A Cost-Effective and DC-Fault Tolerant Alternate Arm Converter With Wide Range Voltage Adaptability
Shiyuan Fan, Cong Chen, Heya Yang, Xin Xiang, Huan Yang, Wuhua Li, Xiangning He
Abstract
In this article, an enhanced three-arm alternate arm multilevel converter (AAMC), called T-type AAMC (T-AAMC), is proposed for achieving dc fault ride-through capability with reduced semiconductor power devices compared to the hybrid modular multilevel converter (MMC). The upper and lower dc arms of T-AAMC are formed by half-bridge submodules (SMs) and series devices for lower construction costs, while the ac arm uses full-bridge SMs to realize dc fault tolerance. First, the arm phase-shift conducting modulation is applied for energy balance of converter stacks under wide-range operation by adjusting the arm phase-shift angle to match ac grid voltage and power factor.
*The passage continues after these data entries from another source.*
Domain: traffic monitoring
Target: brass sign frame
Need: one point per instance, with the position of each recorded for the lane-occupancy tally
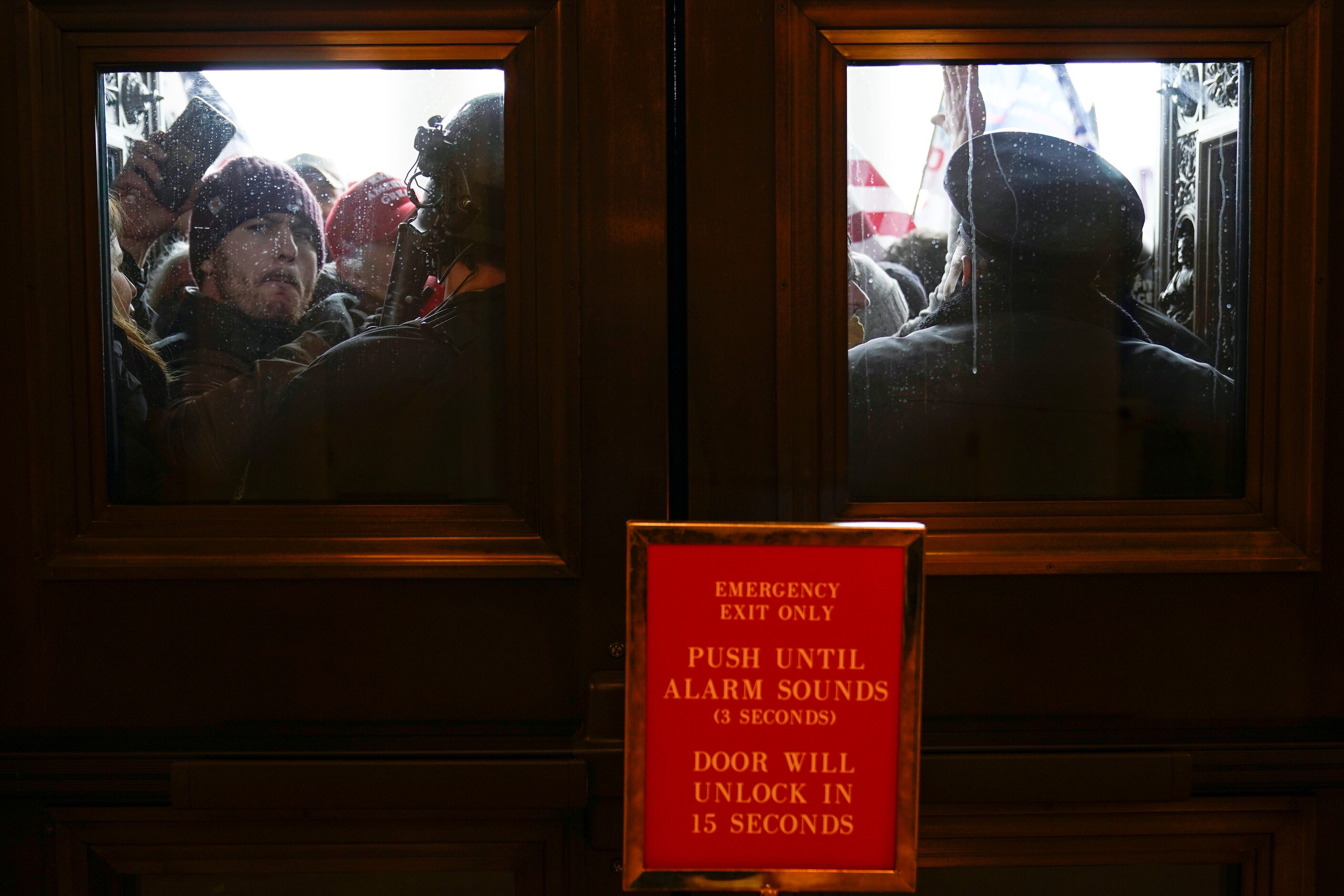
(639, 538)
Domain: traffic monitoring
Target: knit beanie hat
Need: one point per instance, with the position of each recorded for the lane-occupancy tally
(244, 188)
(369, 213)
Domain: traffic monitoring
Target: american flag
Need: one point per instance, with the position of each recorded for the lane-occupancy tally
(878, 217)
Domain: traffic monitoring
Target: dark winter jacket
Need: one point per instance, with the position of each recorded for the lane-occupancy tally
(409, 413)
(230, 373)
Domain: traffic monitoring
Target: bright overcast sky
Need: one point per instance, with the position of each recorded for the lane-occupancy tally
(890, 108)
(363, 120)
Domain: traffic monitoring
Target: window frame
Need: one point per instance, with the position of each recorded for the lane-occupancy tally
(534, 532)
(1276, 527)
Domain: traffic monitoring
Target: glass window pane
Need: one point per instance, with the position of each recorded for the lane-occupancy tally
(305, 285)
(1085, 880)
(1047, 281)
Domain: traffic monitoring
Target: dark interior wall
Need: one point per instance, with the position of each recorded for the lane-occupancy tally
(175, 655)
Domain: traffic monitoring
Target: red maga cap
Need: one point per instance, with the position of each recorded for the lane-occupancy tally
(369, 213)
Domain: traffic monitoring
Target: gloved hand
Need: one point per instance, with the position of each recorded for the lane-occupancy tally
(330, 319)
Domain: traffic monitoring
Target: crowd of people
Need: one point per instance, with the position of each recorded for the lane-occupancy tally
(1015, 363)
(1006, 359)
(248, 354)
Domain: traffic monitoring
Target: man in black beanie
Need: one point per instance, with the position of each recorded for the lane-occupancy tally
(248, 327)
(415, 411)
(1030, 382)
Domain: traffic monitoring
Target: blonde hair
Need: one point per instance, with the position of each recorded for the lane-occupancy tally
(121, 311)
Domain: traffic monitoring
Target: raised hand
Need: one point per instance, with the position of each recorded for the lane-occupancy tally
(966, 105)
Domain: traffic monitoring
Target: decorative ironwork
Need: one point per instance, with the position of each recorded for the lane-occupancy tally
(1223, 83)
(1186, 166)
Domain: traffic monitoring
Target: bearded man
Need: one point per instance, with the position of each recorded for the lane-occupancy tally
(246, 328)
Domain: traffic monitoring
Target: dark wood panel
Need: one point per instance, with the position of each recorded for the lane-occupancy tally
(730, 185)
(146, 15)
(935, 14)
Then, the SM number, power device number, and SM capacitance are evaluated for T-AAMC under optimized modulation design. Analyses illustrate that 43% SMs, 17% power devices, and 44% energy storage requirement are reduced with the proposed topology than that with hybrid MMC. Furthermore, the closed-loop control system is designed to dynamically regulate the energy sharing between dc and ac stacks. Finally, full-scale simulations and down-scaled experiments are performed to verify the feasibility of the proposed converter and the theoretical analysis of its modulation and implementation.